Thanks for the Slade clip, which I believe I saw once about 25 years ago. I always liked that song. Viewed from 2008 and my present brain, the band's prancing and mugging and the random images of Scottish ... stuff ... are just goofy. No idea what statement they were trying to make.

I recall Herb Edelman from a very pleasant role on "St. Elsewhere."

Anonymous said...

Ah, Slade, I'd forgotten about them entirely. A much earlier song of theirs (Mama We're All Crazy Now) was on one of those K-Tel compilation albums from back in the 1970s, I think on the 1973 version. And I thought I'd locked up that mental file drawer forever...

Joon said...

ZAX! one of the best words ever. a gimme for any serious scrabble player, although in my younger days i used to confuse it with ADZ(E), since they're pretty darn similar. but the ZAX is for cutting shingles, and the ADZE for cutting wood.

liked this puzzle, but the SE blew me away. first of all, i had TABOOLI, which made UMP incredibly hard to suss out. (according to google, both are legit, but TABOULI seems to be about 10 times more common as a spelling.) second of all, never heard of EDELMAN or SLADE, and couldn't dredge up (that) ZOLA even off of ZO_A, so ... yeah. i must have stared at that corner for 3 of the 8 minutes it took me to do the entire puzzle, and i eventually guessed wrong on the D of SLADE/EDELMAN, although in retrospect, D looks better than any other choice.

reactance was pretty tricky for OHM, although it was going to be pretty easy to guess even for those who had no idea what reactance was--which would be pretty much everybody other than engineers and physicists. basically, there are three types of passive circuit components: resistors, capacitors, and inductors. resistors have resistance, which is measured in ohms. capacitors and inductors have something which acts like resistance in an AC circuit, but the value of the resistance depends on the frequency of the circuit, and furthermore the current and voltage are out of phase. it turns out you can describe all this pretty neatly by making a generalization of resistance to a complex number called impedance (with the same units). then the real part of impedance is resistance, and the imaginary part is called reactance.

i wonder what leonard bernstein would say about candide being labeled an OPERETTA. i think of it as just an opera, and a damn good one. probably the best opera ever in english, or maybe second to porgy & bess.
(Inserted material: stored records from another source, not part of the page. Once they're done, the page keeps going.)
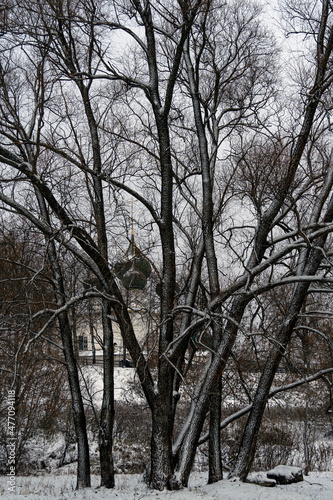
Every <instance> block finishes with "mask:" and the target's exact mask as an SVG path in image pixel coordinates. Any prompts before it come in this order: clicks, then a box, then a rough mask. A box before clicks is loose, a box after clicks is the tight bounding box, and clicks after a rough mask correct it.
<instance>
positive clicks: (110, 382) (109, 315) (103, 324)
mask: <svg viewBox="0 0 333 500" xmlns="http://www.w3.org/2000/svg"><path fill="white" fill-rule="evenodd" d="M110 312H111V311H110V305H109V304H108V302H107V300H105V299H103V310H102V320H103V335H104V345H103V366H104V372H103V381H104V390H103V401H102V408H101V415H100V424H99V436H98V439H99V453H100V464H101V486H105V487H106V488H113V487H114V466H113V455H112V448H113V436H112V433H113V422H114V376H113V375H114V373H113V365H114V347H113V331H112V324H111V320H110Z"/></svg>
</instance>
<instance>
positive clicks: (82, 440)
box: [59, 314, 90, 489]
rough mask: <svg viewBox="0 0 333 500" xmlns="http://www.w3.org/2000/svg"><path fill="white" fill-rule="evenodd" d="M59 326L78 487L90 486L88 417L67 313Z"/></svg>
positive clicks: (62, 316) (81, 487)
mask: <svg viewBox="0 0 333 500" xmlns="http://www.w3.org/2000/svg"><path fill="white" fill-rule="evenodd" d="M59 327H60V333H61V339H62V344H63V351H64V355H65V360H66V367H67V373H68V382H69V387H70V391H71V397H72V408H73V416H74V426H75V434H76V439H77V446H78V463H77V486H76V487H77V489H81V488H86V487H90V458H89V445H88V437H87V426H86V417H85V413H84V406H83V401H82V395H81V388H80V382H79V376H78V371H77V365H76V359H75V355H74V349H73V342H72V330H71V328H70V325H69V321H68V318H67V314H61V315H60V316H59Z"/></svg>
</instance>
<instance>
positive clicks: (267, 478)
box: [245, 472, 276, 488]
mask: <svg viewBox="0 0 333 500" xmlns="http://www.w3.org/2000/svg"><path fill="white" fill-rule="evenodd" d="M245 482H246V483H250V484H257V485H258V486H265V487H266V488H272V487H273V486H275V485H276V481H275V479H268V478H267V477H266V476H265V473H263V472H257V473H253V474H249V475H248V477H247V479H246V481H245Z"/></svg>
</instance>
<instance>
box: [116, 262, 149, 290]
mask: <svg viewBox="0 0 333 500" xmlns="http://www.w3.org/2000/svg"><path fill="white" fill-rule="evenodd" d="M121 282H122V285H123V286H124V287H125V288H127V289H132V290H143V289H144V288H145V286H146V284H147V278H146V277H145V275H144V274H143V273H142V272H141V271H140V270H139V269H138V268H137V267H136V265H135V262H133V263H132V267H131V268H130V269H129V270H128V271H127V272H125V274H124V275H123V277H122V279H121Z"/></svg>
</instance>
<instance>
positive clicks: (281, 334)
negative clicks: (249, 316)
mask: <svg viewBox="0 0 333 500" xmlns="http://www.w3.org/2000/svg"><path fill="white" fill-rule="evenodd" d="M330 205H331V206H330V208H329V209H328V211H327V215H326V221H327V222H328V221H329V220H331V217H332V200H331V204H330ZM325 241H326V236H325V237H323V238H322V241H320V242H319V241H318V242H317V245H316V246H315V248H314V249H313V250H311V251H310V252H309V254H308V258H307V259H306V261H305V266H304V264H303V266H302V267H303V273H302V274H304V275H307V276H311V275H312V276H313V275H315V274H316V272H317V271H318V268H319V265H320V263H321V261H322V259H323V255H324V252H323V250H322V249H321V248H320V247H323V245H324V243H325ZM300 258H302V256H301V257H300ZM302 261H303V259H302ZM303 262H304V261H303ZM309 286H310V283H309V282H301V283H299V284H297V285H296V286H295V289H294V293H293V296H292V298H291V301H290V305H289V310H288V312H287V314H286V317H285V319H284V321H283V324H282V326H281V328H280V331H279V332H278V335H277V342H276V345H274V346H273V347H272V349H271V351H270V353H269V355H268V357H267V361H266V365H265V368H264V371H263V373H262V375H261V378H260V381H259V384H258V388H257V391H256V394H255V397H254V400H253V405H252V408H251V411H250V414H249V417H248V420H247V423H246V426H245V429H244V432H243V436H242V440H241V444H240V448H239V452H238V456H237V460H236V463H235V464H234V467H233V470H232V472H231V474H230V477H239V478H240V479H241V480H242V481H245V479H246V477H247V475H248V473H249V471H250V468H251V466H252V463H253V460H254V456H255V449H256V443H257V438H258V432H259V429H260V425H261V421H262V418H263V415H264V411H265V408H266V404H267V400H268V396H269V392H270V389H271V386H272V383H273V381H274V377H275V374H276V371H277V368H278V366H279V364H280V361H281V358H282V356H283V354H284V352H285V349H286V347H287V346H288V343H289V342H290V339H291V336H292V333H293V330H294V327H295V324H296V321H297V316H298V314H299V312H300V310H301V308H302V306H303V304H304V301H305V299H306V295H307V291H308V289H309Z"/></svg>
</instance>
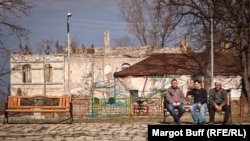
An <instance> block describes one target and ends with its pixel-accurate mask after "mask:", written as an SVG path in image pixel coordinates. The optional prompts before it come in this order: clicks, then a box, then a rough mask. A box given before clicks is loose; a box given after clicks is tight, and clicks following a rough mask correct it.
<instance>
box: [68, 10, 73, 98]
mask: <svg viewBox="0 0 250 141" xmlns="http://www.w3.org/2000/svg"><path fill="white" fill-rule="evenodd" d="M71 16H72V14H71V13H68V14H67V42H68V95H70V52H71V49H70V35H69V18H70V17H71Z"/></svg>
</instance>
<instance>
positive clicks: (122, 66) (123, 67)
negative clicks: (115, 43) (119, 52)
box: [122, 63, 130, 70]
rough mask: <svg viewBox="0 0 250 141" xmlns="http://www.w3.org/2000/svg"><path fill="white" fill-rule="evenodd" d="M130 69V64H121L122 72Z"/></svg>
mask: <svg viewBox="0 0 250 141" xmlns="http://www.w3.org/2000/svg"><path fill="white" fill-rule="evenodd" d="M129 67H130V64H129V63H123V64H122V70H124V69H126V68H129Z"/></svg>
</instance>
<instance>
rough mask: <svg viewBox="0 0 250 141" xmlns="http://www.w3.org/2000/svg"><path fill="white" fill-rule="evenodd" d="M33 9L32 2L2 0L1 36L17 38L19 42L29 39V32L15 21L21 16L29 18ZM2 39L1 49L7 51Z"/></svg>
mask: <svg viewBox="0 0 250 141" xmlns="http://www.w3.org/2000/svg"><path fill="white" fill-rule="evenodd" d="M32 7H33V6H32V5H31V2H29V1H27V0H2V1H1V2H0V10H1V12H0V18H1V20H0V36H2V37H4V36H16V37H17V38H18V39H19V40H21V39H27V38H28V36H27V35H28V33H29V31H28V30H27V29H26V28H24V27H23V26H21V25H19V24H18V23H16V22H15V20H13V19H17V18H20V16H21V15H25V16H28V15H29V14H30V13H31V8H32ZM1 39H2V38H0V49H3V50H5V49H6V48H5V47H4V43H3V41H2V40H1Z"/></svg>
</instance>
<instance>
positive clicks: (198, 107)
mask: <svg viewBox="0 0 250 141" xmlns="http://www.w3.org/2000/svg"><path fill="white" fill-rule="evenodd" d="M193 97H194V104H192V105H191V107H190V112H191V115H192V118H193V120H194V124H204V123H205V115H206V109H207V91H206V89H204V88H202V87H201V81H199V80H195V81H194V88H193V89H191V90H190V91H189V92H188V93H187V98H188V99H191V98H193ZM196 109H199V112H200V114H199V115H198V114H197V112H196Z"/></svg>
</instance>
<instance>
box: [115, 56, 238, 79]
mask: <svg viewBox="0 0 250 141" xmlns="http://www.w3.org/2000/svg"><path fill="white" fill-rule="evenodd" d="M207 59H210V56H205V55H204V53H156V54H152V55H151V56H149V57H148V58H146V59H144V60H142V61H140V62H138V63H136V64H134V65H132V66H130V67H129V68H126V69H124V70H122V71H119V72H115V73H114V77H128V76H134V77H141V76H163V75H203V74H204V66H206V65H210V64H205V60H207ZM240 64H241V63H240V58H239V57H238V56H236V55H234V54H232V53H219V54H214V75H225V76H227V75H239V73H240V72H241V66H240Z"/></svg>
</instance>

OPERETTA makes me think of (only) gilbert & sullivan.

i don't think the NYT really avoids death, just disease. you often see slangy euphemisms for murder in the NYT, like ICE or DO IN or OFF, clued as such. and just last week we had the light-hearted ETHNIC CLEANSING, although that caused quite a stir.

much more normal clue for SENT today. the one from yesterday is a usage i've only ever seen in crosswords, and usually used to clue some form of ELATE.

no tennis players today? bummer. where's ARANTXA sanchez-vicario when you need her?

janie said...

candide has indeed made it into opera houses and concert halls, but it came into this world as a broadway musical and has received two b'way revivals. check 'em out:

the best of all possible...

and while this wiki article comes with the caveat that it needs some "cleaning up," the "defintition" section is not terrible:

not just g&s

loved not only all the theme clues/fill, but also enjoyed "the year that wasn't" for "zero" and "dollars for quarters" for "rent."


janie, about whom it can be said "you can take the girl outta baw'mer, but ya can't take the baw'mer outta the girl." for better or worse (and it's been a lotta the latter), still "love them o's!"